Il commissario generale Wilkinson ha consegnato in anteprima alla presidente Bracco copia della Comunicazione della Commissione al Parlamento e al Consiglio europeo che sancisce formalmente l'adesione della Ue all'Expo di Milano.
''Sara' per me un grande onore -ha commentato Diana Bracco- potere ospitare il Padiglione Ue all'interno del Padiglione Italia, di fronte a Palazzo Italia, dove si terranno i principali eventi istituzionali, culturali e ricreativi dell'Esposizione. Sono convinta che tale posizionamento consentira' all'Unione Europea di massimizzare l'impatto della propria presenza ed ottenere il massimo della visibilita'".
Secondo Diana Bracco "colpisce la portata e la rilevanza dei temi che potremo affrontare insieme nel quadro di Expo, tutti prioritari per le numerose politiche e settori di attivita' dell'Ue, non solo nel campo della ricerca e dell'innovazione, ma anche per quanto concerne l'agricoltura, l'industria, la salute e le politiche di sviluppo. Su questi temi -ha concluso- potremo costruire insieme un'agenda di assoluto livello di eventi scientifici e culturali da tenersi durante Expo''.
Secondo la Commissione, l'Expo offre l'opportunita' di comunicare i principali risultati raggiunti dall'Ue nei settori dell'alimentazione e della sostenibilita'. L'evento coincidera' con l'anno conclusivo degli Obiettivi Onu di sviluppo del millennio e con l'inizio di un quadro post-2015 che vertera' anche sugli Obiettivi di sviluppo sostenibile. Si dovrebbe innanzitutto porre l'accento sui contributi e i successi dell'UE nel raggiungimento di questi obiettivi e, parallelamente, anche su quelle che essa ritiene siano le nuove sfide e su come si prepara ad affrontarle.
Inoltre, il 2015 rappresentera' il momento centrale dell'attuazione della strategia Europa 2020 e l'Expo sara' l'occasione ideale per esporre i risultati intermedi ottenuti nei settori pertinenti all'esposizione, sia in termini di cio' che gli Stati membri sono riusciti ad ottenere collaborando tra loro, sia per comunicare gli obiettivi previsti per la seconda parte di Europa 2020, promuovendo in tal modo una ricezione e comprensione favorevoli delle politiche dell'Ue.

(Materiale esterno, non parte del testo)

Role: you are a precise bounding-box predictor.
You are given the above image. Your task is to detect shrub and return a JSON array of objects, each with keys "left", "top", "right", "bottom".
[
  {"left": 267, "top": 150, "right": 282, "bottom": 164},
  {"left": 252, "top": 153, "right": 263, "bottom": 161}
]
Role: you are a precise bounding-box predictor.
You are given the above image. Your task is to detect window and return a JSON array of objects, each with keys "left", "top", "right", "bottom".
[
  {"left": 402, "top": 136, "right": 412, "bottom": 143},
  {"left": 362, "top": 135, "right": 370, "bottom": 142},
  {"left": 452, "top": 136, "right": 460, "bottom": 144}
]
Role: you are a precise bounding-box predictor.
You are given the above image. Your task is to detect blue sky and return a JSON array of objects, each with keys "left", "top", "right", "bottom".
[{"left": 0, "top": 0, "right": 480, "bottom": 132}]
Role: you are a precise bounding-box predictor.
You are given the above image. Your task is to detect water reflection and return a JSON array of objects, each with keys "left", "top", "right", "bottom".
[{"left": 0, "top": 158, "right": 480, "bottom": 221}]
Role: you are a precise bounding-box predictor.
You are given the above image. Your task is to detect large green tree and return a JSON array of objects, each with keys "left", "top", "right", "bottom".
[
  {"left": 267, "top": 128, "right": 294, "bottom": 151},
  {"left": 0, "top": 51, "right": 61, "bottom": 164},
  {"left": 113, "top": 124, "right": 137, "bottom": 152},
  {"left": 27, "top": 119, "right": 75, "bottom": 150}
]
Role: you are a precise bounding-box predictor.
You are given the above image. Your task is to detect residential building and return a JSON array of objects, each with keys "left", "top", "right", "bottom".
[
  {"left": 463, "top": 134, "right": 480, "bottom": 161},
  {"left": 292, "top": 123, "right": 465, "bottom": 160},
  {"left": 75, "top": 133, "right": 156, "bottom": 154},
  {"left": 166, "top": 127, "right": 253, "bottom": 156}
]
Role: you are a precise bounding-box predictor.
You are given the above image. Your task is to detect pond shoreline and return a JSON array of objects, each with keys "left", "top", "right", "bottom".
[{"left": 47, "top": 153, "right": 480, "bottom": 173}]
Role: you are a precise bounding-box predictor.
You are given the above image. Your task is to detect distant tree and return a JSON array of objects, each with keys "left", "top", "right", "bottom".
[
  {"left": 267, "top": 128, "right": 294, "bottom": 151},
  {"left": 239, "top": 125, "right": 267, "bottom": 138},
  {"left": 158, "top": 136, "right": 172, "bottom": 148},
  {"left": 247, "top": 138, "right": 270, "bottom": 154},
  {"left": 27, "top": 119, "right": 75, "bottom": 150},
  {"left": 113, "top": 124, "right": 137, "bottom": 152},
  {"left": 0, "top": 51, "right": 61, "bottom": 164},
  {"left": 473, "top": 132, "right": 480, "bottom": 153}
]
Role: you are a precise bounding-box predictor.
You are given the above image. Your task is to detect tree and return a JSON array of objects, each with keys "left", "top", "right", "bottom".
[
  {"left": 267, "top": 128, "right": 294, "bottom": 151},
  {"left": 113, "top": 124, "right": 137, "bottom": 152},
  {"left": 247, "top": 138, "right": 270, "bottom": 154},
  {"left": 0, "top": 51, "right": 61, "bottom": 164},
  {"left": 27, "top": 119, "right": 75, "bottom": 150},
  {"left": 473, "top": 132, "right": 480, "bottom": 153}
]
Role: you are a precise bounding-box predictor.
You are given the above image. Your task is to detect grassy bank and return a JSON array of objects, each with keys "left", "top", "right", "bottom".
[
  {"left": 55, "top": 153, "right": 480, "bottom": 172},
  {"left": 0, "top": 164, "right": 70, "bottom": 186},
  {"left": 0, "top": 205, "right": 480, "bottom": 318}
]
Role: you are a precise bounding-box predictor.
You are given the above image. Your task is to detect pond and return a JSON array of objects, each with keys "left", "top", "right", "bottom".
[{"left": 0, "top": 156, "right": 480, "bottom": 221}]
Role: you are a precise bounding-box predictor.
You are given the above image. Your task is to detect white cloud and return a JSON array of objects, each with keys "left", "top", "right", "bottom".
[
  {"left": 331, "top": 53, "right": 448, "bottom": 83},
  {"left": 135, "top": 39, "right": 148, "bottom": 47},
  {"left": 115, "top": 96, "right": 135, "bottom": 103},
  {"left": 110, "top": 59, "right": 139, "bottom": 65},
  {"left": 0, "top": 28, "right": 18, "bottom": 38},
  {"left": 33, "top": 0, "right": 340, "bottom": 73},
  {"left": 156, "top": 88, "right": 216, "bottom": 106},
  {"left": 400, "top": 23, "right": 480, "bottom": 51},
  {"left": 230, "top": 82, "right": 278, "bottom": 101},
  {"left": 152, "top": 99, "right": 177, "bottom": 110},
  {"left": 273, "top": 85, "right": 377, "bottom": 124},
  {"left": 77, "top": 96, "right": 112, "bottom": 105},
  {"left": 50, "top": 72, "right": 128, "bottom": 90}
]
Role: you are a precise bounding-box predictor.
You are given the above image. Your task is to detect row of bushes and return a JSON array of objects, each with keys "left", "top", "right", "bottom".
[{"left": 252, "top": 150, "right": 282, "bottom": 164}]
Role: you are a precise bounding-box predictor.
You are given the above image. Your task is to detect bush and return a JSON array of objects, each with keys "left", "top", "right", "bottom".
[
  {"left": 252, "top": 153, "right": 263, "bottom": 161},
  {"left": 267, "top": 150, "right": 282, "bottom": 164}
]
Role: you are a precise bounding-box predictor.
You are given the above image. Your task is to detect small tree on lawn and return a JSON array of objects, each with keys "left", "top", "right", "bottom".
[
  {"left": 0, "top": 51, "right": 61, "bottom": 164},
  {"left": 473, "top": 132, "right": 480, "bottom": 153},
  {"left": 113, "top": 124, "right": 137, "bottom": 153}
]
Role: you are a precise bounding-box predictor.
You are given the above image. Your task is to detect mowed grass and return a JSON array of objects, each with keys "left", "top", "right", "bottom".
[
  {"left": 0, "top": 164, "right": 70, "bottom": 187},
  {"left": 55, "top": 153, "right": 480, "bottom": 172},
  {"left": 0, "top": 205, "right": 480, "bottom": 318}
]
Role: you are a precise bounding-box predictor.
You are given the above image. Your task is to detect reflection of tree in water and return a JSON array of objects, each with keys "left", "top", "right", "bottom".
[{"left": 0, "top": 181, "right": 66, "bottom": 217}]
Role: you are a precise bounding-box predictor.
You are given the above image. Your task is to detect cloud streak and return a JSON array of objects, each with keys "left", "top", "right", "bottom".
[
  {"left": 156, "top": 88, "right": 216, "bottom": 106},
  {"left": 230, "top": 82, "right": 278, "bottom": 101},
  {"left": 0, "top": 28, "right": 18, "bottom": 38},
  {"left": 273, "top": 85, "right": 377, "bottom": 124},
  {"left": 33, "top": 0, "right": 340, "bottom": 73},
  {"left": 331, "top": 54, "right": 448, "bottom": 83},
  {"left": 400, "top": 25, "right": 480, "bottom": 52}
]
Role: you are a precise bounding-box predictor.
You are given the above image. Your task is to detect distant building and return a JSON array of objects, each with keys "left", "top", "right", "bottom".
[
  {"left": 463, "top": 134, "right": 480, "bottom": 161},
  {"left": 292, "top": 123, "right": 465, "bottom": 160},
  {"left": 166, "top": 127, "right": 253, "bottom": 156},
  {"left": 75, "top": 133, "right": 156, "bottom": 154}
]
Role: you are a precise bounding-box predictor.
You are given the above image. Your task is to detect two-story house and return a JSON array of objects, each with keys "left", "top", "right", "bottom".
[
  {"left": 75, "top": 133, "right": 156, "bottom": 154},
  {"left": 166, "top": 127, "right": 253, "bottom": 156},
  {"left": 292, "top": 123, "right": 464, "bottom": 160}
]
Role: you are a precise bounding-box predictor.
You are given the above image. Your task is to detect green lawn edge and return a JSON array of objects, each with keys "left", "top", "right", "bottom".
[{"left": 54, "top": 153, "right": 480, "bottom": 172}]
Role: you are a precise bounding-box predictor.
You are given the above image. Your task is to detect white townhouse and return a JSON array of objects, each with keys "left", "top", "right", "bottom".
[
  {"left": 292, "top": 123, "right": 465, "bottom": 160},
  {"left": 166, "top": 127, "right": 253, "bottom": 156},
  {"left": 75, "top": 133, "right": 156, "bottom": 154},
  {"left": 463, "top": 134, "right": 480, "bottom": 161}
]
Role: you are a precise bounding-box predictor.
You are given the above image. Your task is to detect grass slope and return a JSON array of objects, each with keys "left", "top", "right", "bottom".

Per prendere parte all'Esposizione di Milano la commissione Ue prevede un budget di circa 10 milioni di euro, da ripartire negli anni 2014 e 2015. Lo spazio del Cardo destinato alla Ue sara' di 1500 metri quadrati e sara' costituito da un edificio di 3 piani; il primo piano sara' dedicato allo spazio espositivo, il secondo alle sale riunioni e alle sale conferenze e il terzo ospitera' una terrazza all'aperto.
La vicinanza al Palazzo Italia, che accogliera' un centro conferenze disponibile anche per gli eventi dell'Ue, permettera' di far fronte alle necessita' di spazio e di riduzione dei costi. ''Sara' mia cura -ha assicurato Diana Bracco a Wilkinson e Caratti- organizzare in tempi rapidi un incontro con tutti i servizi della societa' Expo, al fine di semplificare al massimo le modalita' pratiche della Vostra partecipazione a Expo Milano 2015, dalla definizione del contratto di partecipazione alla predisposizione del palinsesto di eventi''.